## Bohr Model of the Hydrogen Atom – Class 12 | Chapter – 12 | Physics Short Notes Series PDF for NEET & JEE

Bohr Model of the Hydrogen Atom: The Bohr model of the hydrogen atom, proposed by Danish physicist Niels Bohr in 1913, was the first successful attempt to explain the electronic structure of atoms. The model was based on classical physics, but incorporated some key concepts from quantum mechanics, which was still in its infancy at the time.

In the Bohr model of the hydrogen atom, the electron in a hydrogen atom moves in a circular orbit around the nucleus, which consists of a single proton. The size and energy of the electron’s orbit are quantized, meaning they can only take on certain discrete values. The energy of the orbit is related to its distance from the nucleus, with larger orbits having higher energy.

Bohr postulated that the electron in the hydrogen atom could only occupy certain allowed energy levels, and that when the electron changed from one energy level to another, it would emit or absorb a photon of a specific energy.

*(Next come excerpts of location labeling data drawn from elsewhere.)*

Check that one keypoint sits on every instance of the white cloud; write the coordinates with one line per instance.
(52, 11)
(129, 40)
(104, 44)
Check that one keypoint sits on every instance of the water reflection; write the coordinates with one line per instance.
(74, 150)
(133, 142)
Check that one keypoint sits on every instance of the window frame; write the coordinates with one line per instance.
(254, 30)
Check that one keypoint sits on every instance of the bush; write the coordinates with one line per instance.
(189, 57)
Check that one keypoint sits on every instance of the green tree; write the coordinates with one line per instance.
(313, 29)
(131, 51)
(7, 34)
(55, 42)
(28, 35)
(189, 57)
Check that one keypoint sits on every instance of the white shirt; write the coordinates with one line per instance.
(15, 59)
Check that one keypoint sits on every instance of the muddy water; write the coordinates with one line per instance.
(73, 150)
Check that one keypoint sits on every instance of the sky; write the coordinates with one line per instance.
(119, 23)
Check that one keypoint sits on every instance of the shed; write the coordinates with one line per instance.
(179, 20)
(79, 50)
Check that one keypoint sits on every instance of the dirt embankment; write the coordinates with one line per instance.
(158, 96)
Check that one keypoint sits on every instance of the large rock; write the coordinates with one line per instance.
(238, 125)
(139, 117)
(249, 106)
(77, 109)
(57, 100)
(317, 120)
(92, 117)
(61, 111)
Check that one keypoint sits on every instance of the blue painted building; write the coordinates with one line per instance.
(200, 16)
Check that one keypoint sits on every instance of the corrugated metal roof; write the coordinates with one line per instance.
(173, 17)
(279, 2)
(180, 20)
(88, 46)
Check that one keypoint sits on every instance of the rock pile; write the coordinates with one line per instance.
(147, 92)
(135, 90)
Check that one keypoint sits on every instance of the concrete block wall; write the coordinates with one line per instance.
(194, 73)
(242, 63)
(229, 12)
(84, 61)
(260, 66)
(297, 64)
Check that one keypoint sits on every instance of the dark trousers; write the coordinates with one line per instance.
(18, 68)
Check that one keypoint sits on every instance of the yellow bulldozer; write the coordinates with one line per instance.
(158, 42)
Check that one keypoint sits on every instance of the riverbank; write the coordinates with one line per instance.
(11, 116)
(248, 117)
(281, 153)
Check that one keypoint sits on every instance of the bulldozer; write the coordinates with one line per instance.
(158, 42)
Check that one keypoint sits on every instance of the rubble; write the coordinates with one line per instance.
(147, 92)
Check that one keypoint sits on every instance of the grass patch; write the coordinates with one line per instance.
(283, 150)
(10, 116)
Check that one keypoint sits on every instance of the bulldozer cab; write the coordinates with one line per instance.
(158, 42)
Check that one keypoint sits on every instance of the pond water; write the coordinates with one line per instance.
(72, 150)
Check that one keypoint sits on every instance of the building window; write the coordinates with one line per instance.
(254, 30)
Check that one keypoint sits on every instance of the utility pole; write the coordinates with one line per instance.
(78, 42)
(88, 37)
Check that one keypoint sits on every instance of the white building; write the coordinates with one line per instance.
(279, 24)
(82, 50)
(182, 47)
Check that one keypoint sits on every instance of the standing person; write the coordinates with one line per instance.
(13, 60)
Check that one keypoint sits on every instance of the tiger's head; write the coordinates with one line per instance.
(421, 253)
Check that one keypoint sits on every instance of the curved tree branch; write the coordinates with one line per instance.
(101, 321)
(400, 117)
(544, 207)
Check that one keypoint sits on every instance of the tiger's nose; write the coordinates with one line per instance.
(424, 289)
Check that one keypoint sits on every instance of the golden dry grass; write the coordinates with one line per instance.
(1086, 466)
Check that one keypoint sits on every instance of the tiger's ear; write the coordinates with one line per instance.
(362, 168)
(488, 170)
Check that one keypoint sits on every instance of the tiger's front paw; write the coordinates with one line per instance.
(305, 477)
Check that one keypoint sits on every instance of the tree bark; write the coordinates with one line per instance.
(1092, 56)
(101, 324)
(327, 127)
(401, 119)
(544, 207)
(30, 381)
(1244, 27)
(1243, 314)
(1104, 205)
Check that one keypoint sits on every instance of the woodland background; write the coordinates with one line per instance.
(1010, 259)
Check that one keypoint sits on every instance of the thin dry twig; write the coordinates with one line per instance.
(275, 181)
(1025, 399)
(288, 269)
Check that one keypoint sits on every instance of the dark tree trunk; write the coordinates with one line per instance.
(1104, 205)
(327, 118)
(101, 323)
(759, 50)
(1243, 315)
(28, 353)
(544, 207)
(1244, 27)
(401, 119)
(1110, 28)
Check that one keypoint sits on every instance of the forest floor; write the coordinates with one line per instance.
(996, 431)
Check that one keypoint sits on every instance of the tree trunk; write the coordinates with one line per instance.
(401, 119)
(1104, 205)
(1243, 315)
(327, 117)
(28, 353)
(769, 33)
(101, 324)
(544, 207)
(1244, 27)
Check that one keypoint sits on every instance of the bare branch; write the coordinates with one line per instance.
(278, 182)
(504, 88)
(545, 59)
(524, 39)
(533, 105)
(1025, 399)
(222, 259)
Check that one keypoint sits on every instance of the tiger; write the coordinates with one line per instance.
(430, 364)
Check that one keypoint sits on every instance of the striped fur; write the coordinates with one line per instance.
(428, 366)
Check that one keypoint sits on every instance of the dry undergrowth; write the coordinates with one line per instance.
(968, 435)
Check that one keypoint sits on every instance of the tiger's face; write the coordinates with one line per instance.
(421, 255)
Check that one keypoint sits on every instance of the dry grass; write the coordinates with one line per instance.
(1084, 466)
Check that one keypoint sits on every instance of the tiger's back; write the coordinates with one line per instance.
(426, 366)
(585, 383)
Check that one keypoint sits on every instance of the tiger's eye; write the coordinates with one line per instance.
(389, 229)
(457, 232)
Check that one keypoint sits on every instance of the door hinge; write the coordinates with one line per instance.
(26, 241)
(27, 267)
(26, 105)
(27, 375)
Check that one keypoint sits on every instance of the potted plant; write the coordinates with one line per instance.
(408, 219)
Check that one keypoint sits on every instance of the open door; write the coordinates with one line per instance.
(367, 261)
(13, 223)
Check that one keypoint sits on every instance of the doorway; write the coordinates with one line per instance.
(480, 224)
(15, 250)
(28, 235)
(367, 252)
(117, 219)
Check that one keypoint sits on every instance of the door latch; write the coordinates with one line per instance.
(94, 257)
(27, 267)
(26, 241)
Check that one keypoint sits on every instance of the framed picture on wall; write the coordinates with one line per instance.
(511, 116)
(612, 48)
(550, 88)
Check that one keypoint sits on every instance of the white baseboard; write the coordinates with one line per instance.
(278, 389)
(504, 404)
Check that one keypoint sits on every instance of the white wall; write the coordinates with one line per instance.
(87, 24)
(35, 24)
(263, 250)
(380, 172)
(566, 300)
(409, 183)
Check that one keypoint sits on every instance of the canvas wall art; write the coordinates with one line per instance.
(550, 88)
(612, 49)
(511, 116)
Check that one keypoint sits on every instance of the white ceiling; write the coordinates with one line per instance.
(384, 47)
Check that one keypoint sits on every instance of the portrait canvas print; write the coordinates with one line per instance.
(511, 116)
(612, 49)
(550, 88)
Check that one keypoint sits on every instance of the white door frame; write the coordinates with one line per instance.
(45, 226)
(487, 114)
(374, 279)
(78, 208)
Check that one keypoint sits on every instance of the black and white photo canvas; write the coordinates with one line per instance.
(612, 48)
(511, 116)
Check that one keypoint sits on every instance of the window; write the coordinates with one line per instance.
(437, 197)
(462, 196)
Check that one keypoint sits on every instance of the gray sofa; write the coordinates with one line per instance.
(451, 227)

The energy of the photon would be equal to the difference in energy between the two energy levels.

The Bohr model was able to explain many of the properties of the hydrogen atom, including its line spectrum, which was observed experimentally. However, it had several limitations, including the fact that it only applied to the hydrogen atom and could not be generalized to more complex atoms. Additionally, it did not fully explain the wave-like behavior of electrons, which was a key concept in the development of modern quantum mechanics. Nevertheless, the Bohr model was an important milestone in the development of atomic theory, and it laid the groundwork for the development of more sophisticated models of the atom.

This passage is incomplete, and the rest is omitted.